Howard, Australia's premier since 1996, ended months of speculation that he would retire, faxing lawmakers in the government a letter saying he decided to run again after consulting widely with his Liberal Party colleagues.
"My soundings tell me that the strong view of the party is that the current leadership team, with me as leader and Peter Costello as deputy leader, should remain in place through to the next election," the letter said.
Costello, who also is treasurer in Howard's Cabinet, then ruled out challenging the prime minister before the election or stepping down.
"My consultation with my colleagues -- and I think this is backed by public opinion -- leads me to believe that they want me to continue to work as I have in the past," Costello told reporters. "And so I have decided that I will continue to work for the re-election of the government as the deputy leader and the treasurer."
Howard, 67, has been under increasing pressure to announce his future plans since Costello, 49, claimed early this month that the prime minister reneged years ago on a promise to hand over power to his deputy.

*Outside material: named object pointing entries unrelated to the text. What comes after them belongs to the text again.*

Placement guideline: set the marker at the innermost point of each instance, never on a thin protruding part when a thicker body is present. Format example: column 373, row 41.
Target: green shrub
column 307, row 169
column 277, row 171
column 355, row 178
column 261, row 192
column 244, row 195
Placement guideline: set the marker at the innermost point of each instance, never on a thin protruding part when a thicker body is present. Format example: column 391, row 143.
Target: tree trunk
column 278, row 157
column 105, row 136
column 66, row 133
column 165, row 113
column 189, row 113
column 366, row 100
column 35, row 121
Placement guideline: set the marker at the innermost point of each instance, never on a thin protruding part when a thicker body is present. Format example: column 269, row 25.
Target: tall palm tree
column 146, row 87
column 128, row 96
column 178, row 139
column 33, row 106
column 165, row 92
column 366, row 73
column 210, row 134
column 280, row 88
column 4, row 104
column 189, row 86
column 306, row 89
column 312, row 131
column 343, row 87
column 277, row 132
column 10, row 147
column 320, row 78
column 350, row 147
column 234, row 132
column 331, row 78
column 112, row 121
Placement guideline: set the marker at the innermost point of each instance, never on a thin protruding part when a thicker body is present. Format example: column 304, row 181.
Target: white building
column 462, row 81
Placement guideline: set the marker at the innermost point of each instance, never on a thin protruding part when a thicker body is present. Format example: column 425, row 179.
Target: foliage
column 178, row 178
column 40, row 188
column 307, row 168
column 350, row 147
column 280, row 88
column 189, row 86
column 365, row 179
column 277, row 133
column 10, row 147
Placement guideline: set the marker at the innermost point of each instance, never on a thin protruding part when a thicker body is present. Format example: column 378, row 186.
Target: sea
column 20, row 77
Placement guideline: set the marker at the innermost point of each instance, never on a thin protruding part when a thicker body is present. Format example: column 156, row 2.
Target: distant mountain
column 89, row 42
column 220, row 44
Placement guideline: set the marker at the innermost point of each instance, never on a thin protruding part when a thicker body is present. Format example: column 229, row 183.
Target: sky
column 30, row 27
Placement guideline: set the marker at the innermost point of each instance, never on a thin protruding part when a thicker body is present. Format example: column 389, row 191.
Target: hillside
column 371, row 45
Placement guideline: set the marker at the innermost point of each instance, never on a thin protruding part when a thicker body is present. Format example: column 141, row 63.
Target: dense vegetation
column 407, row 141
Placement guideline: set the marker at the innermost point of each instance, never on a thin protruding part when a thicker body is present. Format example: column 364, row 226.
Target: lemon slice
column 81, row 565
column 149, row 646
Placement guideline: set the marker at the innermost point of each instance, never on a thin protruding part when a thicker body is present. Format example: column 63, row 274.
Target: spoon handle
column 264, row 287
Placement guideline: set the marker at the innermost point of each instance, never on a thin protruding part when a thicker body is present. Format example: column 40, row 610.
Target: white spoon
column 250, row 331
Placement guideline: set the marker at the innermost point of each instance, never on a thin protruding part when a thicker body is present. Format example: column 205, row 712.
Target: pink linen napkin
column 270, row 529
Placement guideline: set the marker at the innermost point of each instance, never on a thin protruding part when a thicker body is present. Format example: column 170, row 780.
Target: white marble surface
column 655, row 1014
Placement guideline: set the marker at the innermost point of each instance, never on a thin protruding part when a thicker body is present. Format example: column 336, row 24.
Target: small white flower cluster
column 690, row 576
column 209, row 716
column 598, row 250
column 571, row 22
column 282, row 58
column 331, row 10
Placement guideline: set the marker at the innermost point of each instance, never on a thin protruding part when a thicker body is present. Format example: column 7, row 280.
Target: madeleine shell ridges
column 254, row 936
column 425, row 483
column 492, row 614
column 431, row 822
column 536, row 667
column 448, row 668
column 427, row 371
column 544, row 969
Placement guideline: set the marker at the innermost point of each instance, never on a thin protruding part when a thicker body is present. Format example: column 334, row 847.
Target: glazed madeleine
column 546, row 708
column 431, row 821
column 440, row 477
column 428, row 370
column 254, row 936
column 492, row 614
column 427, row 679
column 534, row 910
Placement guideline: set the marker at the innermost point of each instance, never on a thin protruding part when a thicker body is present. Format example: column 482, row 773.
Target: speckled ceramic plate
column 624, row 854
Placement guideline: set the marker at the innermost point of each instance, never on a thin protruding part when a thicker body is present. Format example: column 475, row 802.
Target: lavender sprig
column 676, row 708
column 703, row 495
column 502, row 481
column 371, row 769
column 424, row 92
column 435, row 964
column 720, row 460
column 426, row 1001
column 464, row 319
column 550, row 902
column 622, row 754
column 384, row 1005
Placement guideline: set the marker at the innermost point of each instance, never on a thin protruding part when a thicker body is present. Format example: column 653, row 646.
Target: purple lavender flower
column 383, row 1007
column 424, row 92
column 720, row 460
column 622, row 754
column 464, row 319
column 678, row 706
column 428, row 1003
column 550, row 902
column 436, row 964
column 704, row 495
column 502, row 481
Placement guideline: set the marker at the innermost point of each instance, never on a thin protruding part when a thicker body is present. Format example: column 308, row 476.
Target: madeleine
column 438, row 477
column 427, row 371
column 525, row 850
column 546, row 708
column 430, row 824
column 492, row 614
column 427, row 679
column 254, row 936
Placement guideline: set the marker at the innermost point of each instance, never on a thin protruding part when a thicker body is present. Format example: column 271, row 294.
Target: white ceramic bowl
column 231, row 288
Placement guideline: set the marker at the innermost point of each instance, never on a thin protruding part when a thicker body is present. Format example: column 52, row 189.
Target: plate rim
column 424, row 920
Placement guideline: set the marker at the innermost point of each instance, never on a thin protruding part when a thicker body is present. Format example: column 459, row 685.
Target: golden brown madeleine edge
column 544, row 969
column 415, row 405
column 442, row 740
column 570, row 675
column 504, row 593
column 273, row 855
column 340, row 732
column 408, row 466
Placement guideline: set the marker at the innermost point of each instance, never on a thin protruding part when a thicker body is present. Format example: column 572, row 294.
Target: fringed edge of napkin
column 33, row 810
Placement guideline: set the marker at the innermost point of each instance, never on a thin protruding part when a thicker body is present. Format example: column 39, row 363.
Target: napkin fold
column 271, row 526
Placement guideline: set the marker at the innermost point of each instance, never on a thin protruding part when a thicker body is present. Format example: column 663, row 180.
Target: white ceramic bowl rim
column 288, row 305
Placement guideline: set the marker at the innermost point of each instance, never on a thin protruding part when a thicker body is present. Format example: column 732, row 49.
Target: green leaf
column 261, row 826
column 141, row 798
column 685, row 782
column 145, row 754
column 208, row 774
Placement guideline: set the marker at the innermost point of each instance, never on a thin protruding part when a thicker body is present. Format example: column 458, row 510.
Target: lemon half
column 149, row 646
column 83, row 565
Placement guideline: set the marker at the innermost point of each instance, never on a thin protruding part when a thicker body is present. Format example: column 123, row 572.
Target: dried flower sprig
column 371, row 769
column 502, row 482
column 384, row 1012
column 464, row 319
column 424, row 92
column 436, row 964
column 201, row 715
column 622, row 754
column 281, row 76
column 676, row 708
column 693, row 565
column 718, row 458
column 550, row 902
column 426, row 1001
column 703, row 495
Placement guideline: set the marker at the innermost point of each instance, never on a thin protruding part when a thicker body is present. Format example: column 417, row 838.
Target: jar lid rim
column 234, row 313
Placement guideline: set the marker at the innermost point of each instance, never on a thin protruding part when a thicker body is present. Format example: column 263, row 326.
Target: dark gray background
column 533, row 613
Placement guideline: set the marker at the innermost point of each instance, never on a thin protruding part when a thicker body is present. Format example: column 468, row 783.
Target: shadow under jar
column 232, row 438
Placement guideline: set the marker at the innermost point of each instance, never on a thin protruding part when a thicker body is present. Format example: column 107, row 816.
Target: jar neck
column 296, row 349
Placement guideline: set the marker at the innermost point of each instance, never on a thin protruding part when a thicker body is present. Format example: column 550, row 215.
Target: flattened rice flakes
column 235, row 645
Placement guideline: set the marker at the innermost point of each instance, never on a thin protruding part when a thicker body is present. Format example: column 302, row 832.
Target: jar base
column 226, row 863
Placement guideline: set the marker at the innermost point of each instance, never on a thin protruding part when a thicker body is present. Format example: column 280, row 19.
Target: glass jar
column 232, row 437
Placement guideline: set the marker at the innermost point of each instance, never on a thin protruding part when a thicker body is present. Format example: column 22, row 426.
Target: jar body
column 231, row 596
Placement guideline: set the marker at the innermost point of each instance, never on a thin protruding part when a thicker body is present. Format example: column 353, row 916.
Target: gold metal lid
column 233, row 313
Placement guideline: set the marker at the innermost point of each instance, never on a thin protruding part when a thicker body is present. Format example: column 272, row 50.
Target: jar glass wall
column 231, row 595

Howard has denied ever making such a deal.
Still, Costello had been widely expected to remain loyal, in part because he does not have enough support to mount a challenge.
Howard later said Costello's decision to stay on "would be warmly supported and applauded by all of his colleagues."
He said Costello had "made a wonderful contribution" and added that it was "crucial to our prospects at the next election that he continue not only as deputy leader but also as treasurer."
Chris Pyne, a senior lawmaker and Costello supporter, noted that Howard was not committing to serving another full three-year term.
Australian National University political scientist Michael McKinley said by hanging on, Howard was weakening Costello's claim to succeed him.
The delay would strengthen support for other potential leaders, including ministers Tony Abbott and Brendan Nelson.
Opposition leader Kim Beazley, who has led his Labor Party to two election defeats against Howard, welcomed the prime minister's commitment to stand again.
"This is the fight I want and the fight I'm going to win," Beazley told reporters.